2. At the outset Mr Bramble accepted that there were deficiencies in the decision of the First-tier Tribunal in terms of the reasons given for rejecting the appellant's claim. He accepted that there was an inadequate assessment of the appellant's credibility, including with reference to relevant case law and background material.
3. In the grounds of appeal before the Upper Tribunal it suggested that in many respects the judge simply has not given reasons for the conclusions that he came to. Ground 1 concerns the judge's credibility findings. Whilst I am not satisfied that everything that is advanced in that respect has substance, in the light of the acceptance on behalf of the Secretary of State that there are deficiencies in this determination and my own assessment of the determination, I am satisfied that the First-tier Judge erred in law.
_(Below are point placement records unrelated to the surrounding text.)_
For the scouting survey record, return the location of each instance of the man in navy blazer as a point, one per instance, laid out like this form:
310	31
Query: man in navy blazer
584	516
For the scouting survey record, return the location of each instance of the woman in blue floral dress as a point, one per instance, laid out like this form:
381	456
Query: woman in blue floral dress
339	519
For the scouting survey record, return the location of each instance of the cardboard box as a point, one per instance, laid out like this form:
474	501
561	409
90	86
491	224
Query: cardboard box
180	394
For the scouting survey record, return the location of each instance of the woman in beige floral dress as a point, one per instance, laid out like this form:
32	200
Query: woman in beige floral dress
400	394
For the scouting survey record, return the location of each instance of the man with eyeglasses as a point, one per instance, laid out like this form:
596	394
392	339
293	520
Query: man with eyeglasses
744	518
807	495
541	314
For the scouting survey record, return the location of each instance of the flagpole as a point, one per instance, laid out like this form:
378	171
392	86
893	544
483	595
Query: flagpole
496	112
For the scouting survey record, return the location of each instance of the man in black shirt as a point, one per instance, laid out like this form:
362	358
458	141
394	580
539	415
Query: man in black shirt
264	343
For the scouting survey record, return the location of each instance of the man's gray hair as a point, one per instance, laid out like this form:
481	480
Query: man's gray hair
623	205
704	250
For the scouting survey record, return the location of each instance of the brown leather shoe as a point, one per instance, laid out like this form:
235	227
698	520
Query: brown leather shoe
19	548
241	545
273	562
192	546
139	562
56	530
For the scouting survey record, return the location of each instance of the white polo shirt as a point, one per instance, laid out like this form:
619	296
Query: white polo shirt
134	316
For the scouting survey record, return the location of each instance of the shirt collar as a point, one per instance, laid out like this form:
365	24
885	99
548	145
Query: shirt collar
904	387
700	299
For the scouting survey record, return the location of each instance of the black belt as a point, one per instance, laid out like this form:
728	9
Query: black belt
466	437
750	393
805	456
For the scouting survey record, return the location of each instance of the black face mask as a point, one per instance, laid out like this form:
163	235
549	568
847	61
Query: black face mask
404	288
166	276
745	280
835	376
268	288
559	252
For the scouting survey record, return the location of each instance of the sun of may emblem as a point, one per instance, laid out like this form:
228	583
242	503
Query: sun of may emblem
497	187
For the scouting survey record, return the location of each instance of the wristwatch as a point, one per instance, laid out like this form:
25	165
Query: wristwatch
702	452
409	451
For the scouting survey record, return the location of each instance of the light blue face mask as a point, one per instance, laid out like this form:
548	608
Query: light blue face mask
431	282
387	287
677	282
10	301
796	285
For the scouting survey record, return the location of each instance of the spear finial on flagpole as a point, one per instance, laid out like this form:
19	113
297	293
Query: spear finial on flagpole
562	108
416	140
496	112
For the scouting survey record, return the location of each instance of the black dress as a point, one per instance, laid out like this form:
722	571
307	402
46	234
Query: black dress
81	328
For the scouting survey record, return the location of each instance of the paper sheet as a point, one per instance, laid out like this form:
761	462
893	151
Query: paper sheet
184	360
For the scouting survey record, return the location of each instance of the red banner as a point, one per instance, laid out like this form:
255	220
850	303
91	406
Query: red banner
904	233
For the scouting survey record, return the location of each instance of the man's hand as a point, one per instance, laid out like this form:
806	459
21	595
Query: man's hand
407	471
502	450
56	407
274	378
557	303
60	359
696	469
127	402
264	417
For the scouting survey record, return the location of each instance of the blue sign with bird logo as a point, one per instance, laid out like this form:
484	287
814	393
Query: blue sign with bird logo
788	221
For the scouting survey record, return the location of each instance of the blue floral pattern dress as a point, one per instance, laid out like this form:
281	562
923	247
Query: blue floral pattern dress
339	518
4. It is not necessary in the circumstances for me to explain in detail what the deficiencies in the determination are, suffice to say that a statement, for example, that something is simply not believed or is implausible is not in my view satisfactory. Part of the appellant's claim is that she suffered ill-treatment in various respects while she was in Ethiopia, as a person of Eritrean nationality. An example of what I regard as a lack of reasons occurs at paragraph 53 of the determination where the judge stated that the account the appellant gave of having been repeatedly sexually assaulted in Ethiopia, is implausible, but no reasons are given for that conclusion. Mr Bramble pointed out that at paragraph 55 of the determination the judge concluded that because the appellant speaks Amharic and Oromo, both being Ethiopian languages, she is Ethiopian. Mr Bramble suggested however, that that was not a sufficient basis from which to conclude that she is in fact Ethiopian.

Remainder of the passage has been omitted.